So, this morning my iTunes decided to give me a big, warm hug in the form of 80s music. And this makes me happy to no end. However, what iTunes doesn’t realize is that my mind attaches music to every single moment of my life. A song comes on and it can remind me of the most mundane thing or a really fun, or sad, or whatever memory. But there is for sure a memory attached to almost any song that I’ve ever heard in my life. Ever.
For example, when I hear “Kiss On My List” by Hall and Oates (which you might think doesn’t happen a lot, but you’d be way wrong since it’s on my iPod and my iPod LOVES it some Hall and Oates, plus I love CVS, and CVS definitely loves it some Hall and Oates), I flash back to going to the grocery store with my mom when I was really little. Why? Not exactly sure, but a memory of going to the grocery store with my mom always makes me happy and feel all nostalgic.

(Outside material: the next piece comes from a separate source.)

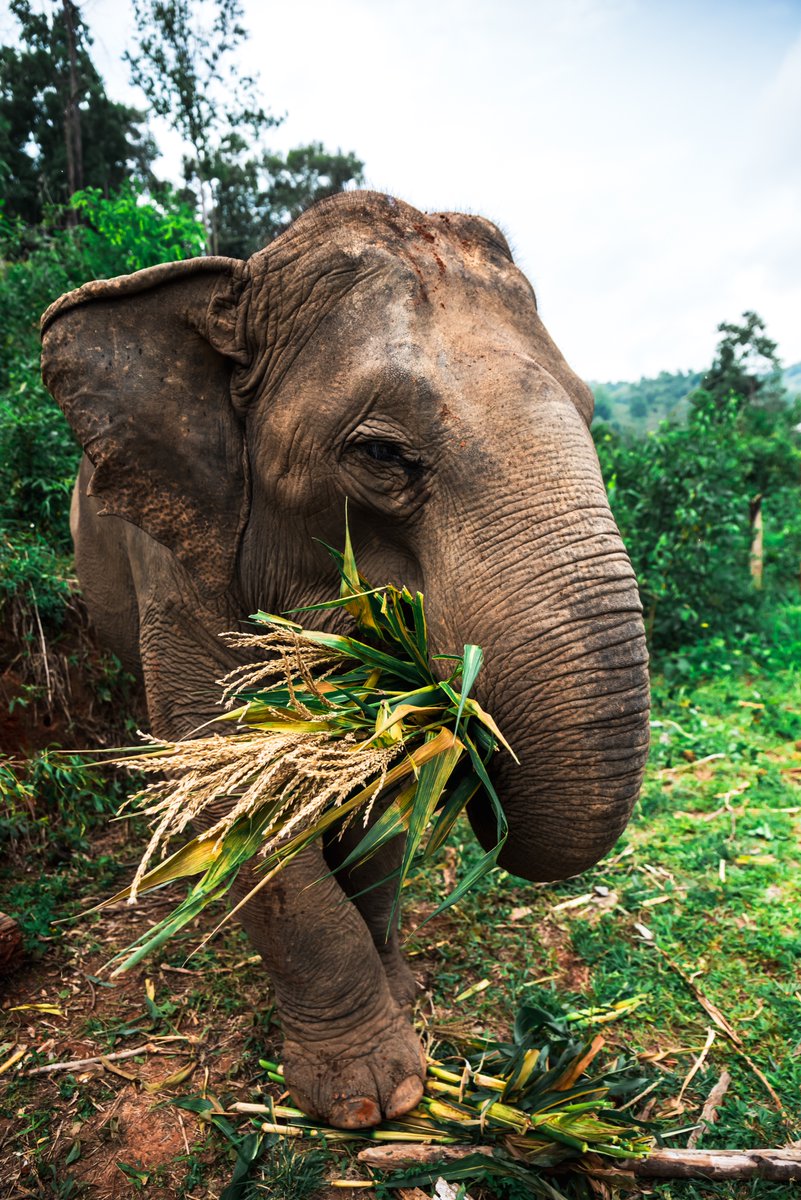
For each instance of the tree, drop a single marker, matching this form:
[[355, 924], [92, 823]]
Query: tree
[[259, 197], [711, 510], [745, 365], [186, 67], [59, 131], [186, 64]]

Also, my brain sometimes maybe gets over-stimulated by awesome memories of the 1980s, causing me to kind of melt down into a puddle of reminiscing. And then I bring others into it, causing not just myself, but everyone around me, to immediately stop working and start talking about what’s really important in life: “Family Ties” and “Punky Brewster.”
Let me take you down the dangerous, dark path of my mind. Have you ever seen, like, a really messy attic or a teenager's bedroom? Yeah, that’s what I imagine the inside of my mind to look like. This is how it happened, let me set the scene:
Me, typing and diligently working at my desk. Obviously. Then “At This Moment” by Billy Vera & the Beaters comes on, naturally.

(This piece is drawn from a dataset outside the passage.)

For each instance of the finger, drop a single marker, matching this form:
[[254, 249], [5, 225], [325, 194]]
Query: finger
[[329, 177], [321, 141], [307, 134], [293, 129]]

Enter: Everything coming to a screeching halt because I immediately flash back to that incredible, iconic “Family Ties” scene where Alex and Ellen are dancing at some inexplicable college dance (are there even such things? Oh, the 80s, how I love them so) and my mind goes into an overdrive of nostalgia.
Um, amazing.
THEN, after I finish reminiscing about how that song always makes me cry because I’m somehow very emotionally attached to two fictional characters from 25 years ago, my mind wandered down the road of one of the other iconic scenes in 80s pop culture history:
Cherie getting locked in the refrigerator on “Punky Brewster.”
Uh, hello, that was terrifying and I’m pretty sure I wouldn’t go near our refrigerator for at least a month after seeing that episode. It was for-real traumatizing and I know I’m not the only one who remembers it. Wait....am I?
Oh, also, if you don't remember either of these scenes because you weren't born yet or something, (a) thank you for reading an old lady blog and (b) I kind of secretly might hate you just a bit.